First, while his results were objectively better in 2015 than they were in 2014, his peripherals weren’t showing the same improvement. That is, while he wasn’t giving up as many runs, he was still allowing baserunners at a similar rate, still striking out far fewer hitters than he used to, and actually allowing more hard contact than he did even in his execrable 2014 season. It’s unclear at this point exactly what a return to form would mean given how few comparable pitchers there are for Lincecum, but without missing more bats, allowing fewer runners, and inducing weaker contact, any improvement he shows is unlikely to last for more than a few starts.
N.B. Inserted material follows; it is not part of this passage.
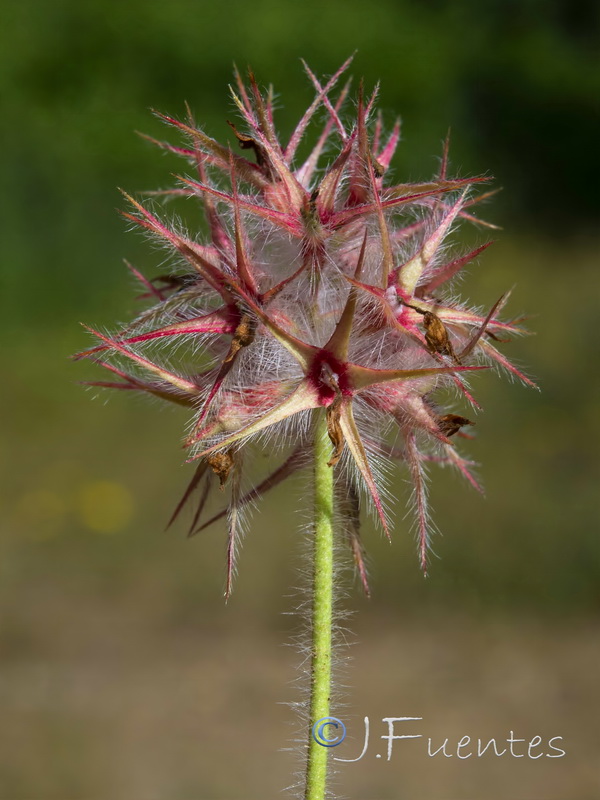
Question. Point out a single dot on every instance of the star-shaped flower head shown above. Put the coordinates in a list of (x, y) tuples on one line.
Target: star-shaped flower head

Second, Lincecum isn’t a pure velocity pitcher, meaning that while recovering some of it would be good, it isn’t a silver bullet. He’d need to add five miles per hour to get back to the fastball velocity he had in 2011, his last truly effective season. Philippon is a fantastic surgeon, but he’s not Miracle Max; Lincecum isn’t a pitcher in his prime who happens to be coming off an injury; he’s now in the twilight of his career. That doesn’t preclude another handful of productive seasons if he’s healthy going forward, but it does mean that he’ll have to change his approach if he wants to have a graceful decline phase instead of the lead balloon drop he’s had over his last few years.
So 2011 Lincecum and his preceding glories are off the table, but would a team be interested in a version of Lincecum that reaches 2013’s velocities with a better sense of how to pitch without his early career arsenal? At that point, he’s probably a 2.0-2.5 WAR pitcher, and while teams absolutely start players far less valuable than that (looking at you, Kyle Kendrick), it’s one thing to have players like that stuck on your roster and quite another to purposely sign one.
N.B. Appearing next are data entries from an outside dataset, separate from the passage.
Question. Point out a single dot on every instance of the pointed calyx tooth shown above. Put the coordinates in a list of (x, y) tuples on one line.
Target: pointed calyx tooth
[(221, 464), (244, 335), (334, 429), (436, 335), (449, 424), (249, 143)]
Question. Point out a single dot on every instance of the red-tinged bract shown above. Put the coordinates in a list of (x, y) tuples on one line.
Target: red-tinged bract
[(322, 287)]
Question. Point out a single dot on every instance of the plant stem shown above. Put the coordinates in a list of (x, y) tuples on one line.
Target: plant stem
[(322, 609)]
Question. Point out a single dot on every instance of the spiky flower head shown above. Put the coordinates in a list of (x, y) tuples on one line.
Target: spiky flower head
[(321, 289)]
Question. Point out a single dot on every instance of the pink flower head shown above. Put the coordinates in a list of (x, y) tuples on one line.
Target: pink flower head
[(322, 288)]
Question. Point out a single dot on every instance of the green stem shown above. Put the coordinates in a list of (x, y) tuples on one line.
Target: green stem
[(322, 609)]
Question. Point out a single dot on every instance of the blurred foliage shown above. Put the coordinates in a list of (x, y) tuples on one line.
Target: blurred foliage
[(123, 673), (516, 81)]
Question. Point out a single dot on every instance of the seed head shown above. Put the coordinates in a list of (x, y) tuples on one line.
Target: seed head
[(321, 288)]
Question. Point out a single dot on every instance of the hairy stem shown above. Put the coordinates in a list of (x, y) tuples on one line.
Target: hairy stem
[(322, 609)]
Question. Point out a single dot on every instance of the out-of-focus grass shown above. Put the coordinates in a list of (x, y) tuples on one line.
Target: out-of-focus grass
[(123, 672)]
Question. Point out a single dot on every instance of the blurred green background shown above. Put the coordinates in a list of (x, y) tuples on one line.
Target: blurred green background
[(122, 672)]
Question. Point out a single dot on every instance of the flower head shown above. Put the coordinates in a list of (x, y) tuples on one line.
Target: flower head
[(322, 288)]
Lincecum’s name alone will command an audience, so it’s unsurprising that the vast majority of teams plan to watch him throw. Additionally, if you assume someone will sign him even if your team doesn’t, it’s a first chance to do some opposition scouting on him, though one of the biggest questions ahead of his showcase is if he’ll get a chance to start or if he’ll need to take a year in the bullpen to show that he’s still capable of shutting down opposing hitters.
If he can prove that he’s healthy and regained some of his velocity, even with the downsides mentioned previously, someone will roll the dice on him. The biggest caveat with Lincecum is not to make him a test case for pitchers returning from labral arthroscopy, since his particular delivery and pitch selection make him The Freak that he is.